José Eduardo Cardozo foi ministro da Justiça, deputado e vereador. Mas voltou, este ano, à advocacia para se ocupar de um caso que qualifica como "complexo": defender a presidente Dilma Rousseff no processo de impeachment.
O julgamento começa na quinta-feira, 25 de agosto, e poucos dias depois o Senado votará se Dilma, afastada em maio, continua no cargo, ou não.
Em meio à crise econômica, sinais de esgotamento da esquerda após quatro mandatos consecutivos e um monumental escândalo de corrupção na Petrobras alimentaram um movimento no Congresso para pôr fim a seu mandato.
E levaram Cardozo ao início de sua carreira.
Aos 57 anos, ele prepara o caso em um apartamento de Brasília que tem a mesa coberta de volumosos livros de Direito.
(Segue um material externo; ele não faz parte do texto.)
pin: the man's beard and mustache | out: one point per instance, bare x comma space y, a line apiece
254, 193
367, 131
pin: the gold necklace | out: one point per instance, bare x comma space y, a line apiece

Foi onde o ex-ministro recebeu a AFP, depois de se reunir com Dilma Rousseff para discutir as alegações que a própria presidente apresentará no Senado.
AFP: Qual será o cerne da defesa?
R: É evidente que esse processo, se tivesse um julgamento racional e equilibrado, já estaria extinto. Não há provas de que tenha havido um crime de responsabilidade. São pretextos que usam para destituí-la. A nós, cabe mostrar isso à comunidade brasileira e internacional para que se entenda o que está acontecendo no Brasil hoje: a destituição de uma presidenta legitimamente eleita através de meios ilegítimos.
AFP: Que parte caberá à presidente?
EC: Vai testemunhar como autoridade denunciada. Haverá uma primeira avaliação sobre como vê esse processo, a democracia brasileira e as inconsistências que existem nas denúncias. Depois, responderá às perguntas dos senadores.
Independentemente do teor das perguntas, se forem agressivas, ou não, a presidenta Dilma vai se comportar como a chefe de Estado, à altura de seu papel histórico.
AFP: Espera que, agora, os aspectos jurídicos tenham mais peso no processo?
EC: O impeachment é jurídico-político, e a apreciação política exige a existência de certos pressupostos jurídicos, porque, se for puramente político, como está sendo, haverá uma ruptura institucional, um governo que nasce ilegítimo, uma democracia violentada. É fundamental que o discurso político se coloque na perspectiva de demonstrar a falta de provas das acusações e deixar claro que é uma decisão puramente política, que a Constituição brasileira não permite e o presidencialismo não aceita.
A sociedade tem um papel muito relevante na observação do que está acontecendo. Quanto mais desmascararmos as acusações, mais evidente será o que está por trás desse processo: uma farsa, um golpe.
AFP: Então, a defesa vai falar à sociedade brasileira?
EC: Falaremos para os senadores e para a sociedade e também falaremos para a história. Temos esses três interlocutores: os senadores, a sociedade e a história. É a única sinergia possível para demonstrar que esse processo não tem o menor fundamento, que o Brasil é um país que tem uma democracia muito jovem, conquistada duramente, para feri-la dessa forma (...) Essa é um pouco a ideia da nossa aposta na defesa.
AFP: Vai recorrer ao Supremo?
EC: Se há uma lesão ao direito subjetivo da presidenta de exercer seu mandato, uma vez comprovado esse ilícito, o Poder Judiciário pode intervir. Não descartamos a possibilidade de recorrer ao Poder Judiciário a qualquer momento, inclusive depois da votação. O Supremo pode anular todo esse processo e, de fato, já deveria tê-lo anulado, porque há muitas irregularidades.
AFP: Como é voltar para a advocacia em um caso dessa magnitude?
EC: É curioso que meu retorno à advocacia se dê em um caso complexo como esse(...). Me entristece um pouco a causa (...) mas me orgulha poder estar como advogado - como costumo dizer - do lado certo da História.